Bishop Bernard Fellay: The contacts continue. We are probably reaching the end of a phase of discussions. This is not yet completely clear. What will happen? What will be the outcome of this phase? This answers the second question. What does Rome foresee for us now? One should not be mistaken: we are truly within the crisis of the Church; it has certainly not ended. What is our fate in this crisis? I believe that, at some level, the Good Lord linked us with this crisis, because we work for the restoration of the Church, but this may still last for a decade, maybe two. It is necessary to have lots of courage and perseverance. This can be resolved tomorrow, this may be be resolved the day after tomorrow. All is in the hands of the Good Lord. Let us all remain simply faithful.

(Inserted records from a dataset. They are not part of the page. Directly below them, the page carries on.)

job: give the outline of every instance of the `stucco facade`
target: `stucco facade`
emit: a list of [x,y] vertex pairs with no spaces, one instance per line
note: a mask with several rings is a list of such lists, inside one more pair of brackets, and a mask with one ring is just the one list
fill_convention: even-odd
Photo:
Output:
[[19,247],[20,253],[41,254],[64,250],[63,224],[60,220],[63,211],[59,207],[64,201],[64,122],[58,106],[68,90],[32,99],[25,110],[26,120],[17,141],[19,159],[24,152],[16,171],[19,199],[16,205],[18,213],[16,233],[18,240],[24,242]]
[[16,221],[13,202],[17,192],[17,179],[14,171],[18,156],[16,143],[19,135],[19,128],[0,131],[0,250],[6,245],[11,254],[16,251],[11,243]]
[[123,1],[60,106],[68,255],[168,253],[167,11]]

My second question is related to your feeling following the beatification of Pope John Paul II...
Fellay: A very mixed feeling. The impression [that is given is that] of an incredible haste, that disregarded all the rules that the Church herself sets forth before proceeding to these kinds of acts (the Beatification). The impression is of imprudence. One example: when one wishes to beatify or to canonize, what was said and written by the candidate who is called "venerable" is very closely examined. Well, here, the majority of what was written by him is located within the secret archives of the Vatican, which have not yet been opened (for his pontificate). We remain, therefore, uneasy. We fear seeing in this a desire to cement a cause that John Paul II put in place, that he wished to continue throughout his Pontificate, of which he wished to be the apostle.